Déforestation alarmante, tragique inaction !

Réuni cette semaine en Italie, le comité des forêts de la FAO à rendu public son rapport sur l’Etat des forêts en 2007. La situation est particulièrement préoccupante sur le continent africain où 3 millions d’hectares de forêts tropicales ont été rayés entre 1990 et 2005, l’équivalent chaque jour de la surface de Paris… Greenpeace demande à la France et aux instances internationales d’aller au delà du constat alarmiste et de prendre les mesures qui s’imposent, notamment dans le bassin du Congo.

Communiqué de presse : Rome, le 15 mars 2007

Entre 2000 et 2005, sur l’ensemble de la planète, la perte nette de forêts s’établit à 7,3 millions d’hectares par an, soit 20 000 hectares par jour. En Asie du Sud-Est, en Amérique latine et en Afrique, la déforestation continue à un rythme très préoccupant, compromettant mode de vie des populations, biodiversité et équilibre global du climat… Si Greenpeace se range à la conclusion de la FAO : « Les forêts et la population souffrent de méthodes d’exploitation menant à la
destruction et au gaspillage », elle appelle à prendre d’urgence les mesures appropriées : mise en place d’aires protégées, encadrement de l’exploitation du bois, promotion d’usages moins destructifs de la forêt. « Encore une fois, la situation est grave, mais des solutions existent. Encore une fois, les décideurs politiques plient l’échine devant des intérêts économiques à court terme ! » précise Grégoire Lejonc, chargé de campagne Forêt africaines à Greenpeace.

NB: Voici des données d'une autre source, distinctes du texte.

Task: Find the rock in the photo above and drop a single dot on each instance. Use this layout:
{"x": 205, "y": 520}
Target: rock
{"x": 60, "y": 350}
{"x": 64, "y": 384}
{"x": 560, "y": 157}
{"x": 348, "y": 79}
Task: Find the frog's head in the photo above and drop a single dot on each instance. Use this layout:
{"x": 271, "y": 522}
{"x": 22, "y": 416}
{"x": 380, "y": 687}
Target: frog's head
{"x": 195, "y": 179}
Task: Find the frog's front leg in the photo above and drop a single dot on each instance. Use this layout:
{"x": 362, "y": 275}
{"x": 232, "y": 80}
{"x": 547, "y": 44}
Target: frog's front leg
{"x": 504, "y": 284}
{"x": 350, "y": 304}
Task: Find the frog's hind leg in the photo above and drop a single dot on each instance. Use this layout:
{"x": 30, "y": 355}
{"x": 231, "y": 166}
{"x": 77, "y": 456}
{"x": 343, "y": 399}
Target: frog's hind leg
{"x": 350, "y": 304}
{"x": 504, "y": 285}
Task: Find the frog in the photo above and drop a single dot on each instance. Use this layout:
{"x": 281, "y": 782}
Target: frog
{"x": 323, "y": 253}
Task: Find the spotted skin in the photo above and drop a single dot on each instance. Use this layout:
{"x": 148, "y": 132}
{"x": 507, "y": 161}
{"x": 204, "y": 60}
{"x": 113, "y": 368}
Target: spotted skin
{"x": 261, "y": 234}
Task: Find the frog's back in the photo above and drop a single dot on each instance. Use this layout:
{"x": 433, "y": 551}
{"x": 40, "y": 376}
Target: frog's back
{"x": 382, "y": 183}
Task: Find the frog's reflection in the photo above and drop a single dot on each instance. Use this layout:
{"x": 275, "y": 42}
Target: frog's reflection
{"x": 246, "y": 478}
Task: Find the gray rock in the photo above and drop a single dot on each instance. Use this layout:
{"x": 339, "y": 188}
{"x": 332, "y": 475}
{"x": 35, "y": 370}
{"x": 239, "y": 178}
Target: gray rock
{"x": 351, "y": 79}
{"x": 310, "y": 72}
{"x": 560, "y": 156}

L’Afrique concentre à elle la moitié de la déforestation. Les pressions combinées de l’industrie du
bois et de l’exploitation agricole sur brûlis ont amputé le continent de 9% de sa surface forestière entre 1990 et 2005.

La situation est particulièrement grave en République Démocratique du Congo (RDC), où se situent les deux tiers de la seconde forêt tropicale de la planète. Relativement préservé, cet espace exceptionnel est à la croisée des chemins. Au sortir de dix années de guerre civile, gouvernement et bailleurs de fond doivent décider dans les semaines à venir de l’avenir de l’exploitation industrielle du bois. « L’enjeu est crucial : 60 millions d’hectares de forêts naturelles – soit la taille de la France – risquent d’être affectés aux exploitants industriels alors même qu’aucun zonage écologiquement et socialement pertinent n’a été fait ! Les risques pour la population et la biodiversité sont immenses.» précise Grégoire Lejonc.

La prolongation du moratoire sur l’attribution de nouveaux titres forestiers en RDC est un premier élément de réponse concret pour enrayer un phénomène mondial gravissime. Interpellé par Greenpeace lors du sommet France-Afrique en février à Cannes, Jacques Chirac s’est engagé à ce que la France soutienne ce moratoire et soit le moteur d’une politique internationale de protection active de la biodiversité dans le bassin du Congo. La communauté internationale, Banque Mondiale en tête, doit ensuite aider le gouvernement Congolais à assainir son secteur forestier et à promouvoir des usages moins destructifs de la forêt.